Preparing a child for a life with bipolar disorder begins with the series of visits that lead to the diagnosis. It is important that the child be made aware that caring for themselves is something that everyone has to do, and that it is important to seek treatment for health problems. As appropriate, it will be helpful to frame treatment as something the child is doing for him or herself, not something that is being done to them.
As the child gets older, it will be important to make sure that they understand the need for continued treatment (assuming their symptoms are persistent into adulthood) and identification of a psychiatrist wherever they live.
This is easy to say, but the reality is that it can be very difficult for young adults to continue treatment due to difficulties in finding psychiatrists in their area and paying for their care. It should be anticipated that it might take several months to get an initial evaluation from a new psychiatrist. This needs to be taken into account when relocating in order to avoid being in a new city without medication or a psychiatrist.
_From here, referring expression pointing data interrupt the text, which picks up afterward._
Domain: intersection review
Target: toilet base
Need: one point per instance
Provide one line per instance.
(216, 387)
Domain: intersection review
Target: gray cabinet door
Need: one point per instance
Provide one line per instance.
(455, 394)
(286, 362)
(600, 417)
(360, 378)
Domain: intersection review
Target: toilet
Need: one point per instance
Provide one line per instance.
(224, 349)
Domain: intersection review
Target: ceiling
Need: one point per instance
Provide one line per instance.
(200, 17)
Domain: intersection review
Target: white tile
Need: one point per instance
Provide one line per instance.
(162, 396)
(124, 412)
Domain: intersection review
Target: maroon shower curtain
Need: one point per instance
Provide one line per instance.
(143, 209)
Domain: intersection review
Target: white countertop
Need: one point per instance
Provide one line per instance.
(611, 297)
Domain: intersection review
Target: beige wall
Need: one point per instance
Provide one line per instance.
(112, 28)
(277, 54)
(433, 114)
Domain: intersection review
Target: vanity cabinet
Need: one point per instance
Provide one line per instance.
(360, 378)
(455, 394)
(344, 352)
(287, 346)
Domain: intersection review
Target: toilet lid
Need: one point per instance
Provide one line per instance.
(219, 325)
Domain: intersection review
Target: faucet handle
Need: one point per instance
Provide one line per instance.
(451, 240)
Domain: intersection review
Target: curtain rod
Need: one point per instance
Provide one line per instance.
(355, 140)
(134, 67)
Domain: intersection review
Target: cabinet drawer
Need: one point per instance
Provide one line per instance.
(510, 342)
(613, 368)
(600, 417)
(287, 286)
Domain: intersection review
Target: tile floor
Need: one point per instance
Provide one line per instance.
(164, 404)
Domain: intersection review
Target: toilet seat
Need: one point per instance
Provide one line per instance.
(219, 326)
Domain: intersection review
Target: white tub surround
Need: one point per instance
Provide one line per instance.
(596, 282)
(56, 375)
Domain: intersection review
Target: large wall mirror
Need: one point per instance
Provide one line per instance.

Paying for care is another major issue for young adults as they make the transition from sharing coverage with their parents to having to obtain their own. This is a factor even if the child still lives with their parents. Out of pocket expenses are likely even when working at a job with health benefits while waiting to qualify for the benefits.
Discussion of these realities should be part of the process of helping a child learn to live with mental illness, and will give them the best opportunity possible to lead a successful life.